Membership is free! As an individual member, you’ll enjoy full acess to our website, our online quarterly Water Garden Journal, and access to our “Let’s Talk Water Gardening” message board.
The British Cactus & Succulent Society promotes the study, conservation, propagation and cultivation of cacti. Discover the beauty of cacti and other succulents with the BCSS! Whether you are an expert grower or a novice – or are just thinking of starting up the hobby – the Society will guide you all the way. With over 80 branches throughout the UK meeting monthly you will have the opportunity to meet other enthusiasts and to learn more about growing these amazing plants.
The British Clematis Society (BCS) exists to promote the cultivation and preservation of clematis. In particular, we aim to encourage all gardeners to grow and enjoy clematis – with the emphasis being on enjoy! Find out where you can see clematis or perhaps use the society to help you get the most from your garden plants.

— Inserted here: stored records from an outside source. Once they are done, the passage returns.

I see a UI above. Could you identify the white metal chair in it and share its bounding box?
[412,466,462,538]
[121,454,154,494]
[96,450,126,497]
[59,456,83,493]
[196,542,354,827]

The British National Carnation Society promoting the cultivation of all groups of Dianthus including Pinks, Border Carnations and Perpetually Flowering Carnations. The society aims are to encourage endeavours to expand and improve the cultivation of these beautiful flowers and to promote their uses in Gardens.
Beginners and Experts receive encouragement and help in growing for the garden, exhibiting, raising new cultivars and submitting them for trial and awards.
The Society stages displays at a number of the major Flower Shows in Great Britain and it stages four shows of its own, where amateur growers compete for National honours on the show bench.
The British Pteridological Society was founded in the Lake District in 1891 and soon became the focal point for fern enthusiasts throughout the British Isles. Today it continues to provide a wide range of information about ferns, through its website and forum and by publishing regular journals, leaflets and books, and organising formal talks, informal discussions and outdoor meetings. The international membership includes those interested in gardening, natural history and botany, both amateur and professional. It is a friendly society run on a voluntary basis.
The Objects of the Society are to promote all aspects of pteridology by encouraging the appreciation, conservation, cultivation and scientific study of ferns, horsetails, clubmosses and quillworts through publications, meetings, the provision of grants and other appropriate means.